Reste la violence ultime, le recrutement d’enfants, garçons et filles, comme soldats, qui existe dans de nombreux pays en conflits. Que les belligérants soient des armées gouvernementales ou des mouvements de guérilla, pour les petites recrues, le calvaire est le même. Bien entendu, on est là dans l’interdit absolu, tous les textes internationaux proscrivant formellement cette pratique. Il existe pourtant environ 300 000 enfants-soldats à travers le monde, utilisés comme porteurs, esclaves sexuels, mais aussi comme combattants.

Et enfin, comment ne pas mentionner la violence sociale et économique, celle qui prive de toute scolarité environ cent millions d’enfants à travers le monde? La violence de l’exploitation au travail, celle-là même que dénonçaient Charles Dickens ou Victor Hugo et qui demeure la réalité, aujourd’hui, pour quelque 200 millions d’enfants? Comment ne pas rester stupéfaits devant la persistance d’une malnutrition qui frappe encore, en nos temps de surplus alimentaires, plus de 300 millions d’enfants et qui les rend vulnérables à toutes les infections, donc à la surmortalité ou au retard mental?

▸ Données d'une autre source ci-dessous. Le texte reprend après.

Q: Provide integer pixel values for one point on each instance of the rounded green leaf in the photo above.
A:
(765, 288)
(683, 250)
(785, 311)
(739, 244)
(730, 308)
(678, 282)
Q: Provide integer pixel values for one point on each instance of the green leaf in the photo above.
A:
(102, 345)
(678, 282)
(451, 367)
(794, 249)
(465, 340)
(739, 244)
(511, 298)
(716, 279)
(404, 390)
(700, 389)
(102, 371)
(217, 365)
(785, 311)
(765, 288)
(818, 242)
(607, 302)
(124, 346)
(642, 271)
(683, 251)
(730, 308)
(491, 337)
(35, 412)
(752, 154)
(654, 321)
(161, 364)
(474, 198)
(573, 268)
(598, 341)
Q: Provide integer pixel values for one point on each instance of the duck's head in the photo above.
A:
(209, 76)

Est-ce à dire que les instruments internationaux dont la communauté mondiale s’est dotée, en particulier la Convention sur les droits de l’enfant, sont restés lettre morte? Que les efforts des milliers de militants de cette cause sont restés vains? Assurément non. À la fin du XXe siècle, ce n’étaient pas sept millions d’enfants qui mouraient avant l’âge de cinq ans, mais vingt. Progrès insuffisants, mais progrès quand même.

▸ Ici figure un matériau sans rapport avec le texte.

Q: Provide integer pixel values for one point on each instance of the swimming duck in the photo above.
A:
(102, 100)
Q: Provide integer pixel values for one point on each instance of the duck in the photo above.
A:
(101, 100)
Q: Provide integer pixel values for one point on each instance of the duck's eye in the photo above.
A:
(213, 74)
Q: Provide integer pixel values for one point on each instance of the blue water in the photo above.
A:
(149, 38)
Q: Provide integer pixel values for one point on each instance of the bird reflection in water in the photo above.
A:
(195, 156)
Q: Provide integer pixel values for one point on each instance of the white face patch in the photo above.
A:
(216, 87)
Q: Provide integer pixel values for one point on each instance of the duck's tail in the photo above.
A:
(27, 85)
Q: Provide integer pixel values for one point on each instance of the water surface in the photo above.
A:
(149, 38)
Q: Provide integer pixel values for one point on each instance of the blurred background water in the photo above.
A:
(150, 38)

Est-ce faire preuve d’optimisme ou d’inconscience que de considérer l’humanité comme capable de changements radicaux à l’égard de ses propres enfants? Peut-être. Pas nécessairement si l’on mesure le chemin parcouru en un quart de siècle. De Gavroche, Victor Hugo nous dit : « Ses parents l’avaient jeté dans la vie d’un coup de pied ». Gavroche existe encore, mais il a aujourd’hui des alliés lucides.